In my last post, I posed a somewhat tongue-in-cheek question that’s been ringing in my head ever since:

If a crime happens in Trinidad and Tobago and no one films it, did it happen at all?

Turns out the answer is… nope.

A few weeks ago, the nation was in an uproar over a video of a man kicking a woman across a barroom floor. Weeks before that, it was a video of a man slapping a toddler to the floor over a bottle of milk.

This week, we got the double-whammy. A man not only killed his wife but slit their toddler’s throat before killing himself.

And yet… No uproar. None.

This actual meme was posted in one thread. [Image:]
Yes, condolences and shock have been expressed in comment threads under various stories about the tragedy. Lots of folks called for the immediate return of the risen Lord (and a few actually tried to defend the perpetrator against judgment), but the outcry that followed the last two incidents? Nope. Nada. My Facebook newsfeed is shockingly empty of indignation over yet another example of the brutality that is disturbingly common in our society.
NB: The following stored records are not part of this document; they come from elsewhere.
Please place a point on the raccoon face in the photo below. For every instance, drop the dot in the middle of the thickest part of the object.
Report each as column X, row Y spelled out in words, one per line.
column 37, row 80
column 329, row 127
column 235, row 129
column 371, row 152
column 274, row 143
One wonders if the fact that he pre-empted the usual cries of “hang him” has something to do with that. In the absence of a perpetrator to bring to “justice”, the Facebook Division doesn’t seem interested in investigating yet another domestic violence situation that spun out to its tragically logical conclusion.

Or maybe the lack of an accompanying video has something to do with it. This time around, there were no gruesome visuals to share. None of the murder and certainly none of the frequent abuse that naturally preceded it. As we say online, “pics or it didn’t happen”.

But it did happen and, lack of video evidence aside, there are people who knew it was happening. Not only was his family aware of the situation, they knew he had at least thought about killing his wife. In response, they “pleaded with him to end the relationship”. Surprisingly, that didn’t work, and now a little girl is lying in a hospital bed asking for her mother and father.

We don’t know the details of this case. We don’t know if the police were ever called, if Aarika ever tried to leave, or if anyone ever tried to get little Aarti out of the abusive situation. Odds are we won’t ever know.

What we do know is that – like the previous case – this is only one of many domestic violence situations playing out across the nation at this very moment and it’s only a matter of time before another one makes the news. The only question is:

Will it be in the form of a video prompting outrage or a much quieter report of yet another murder-suicide?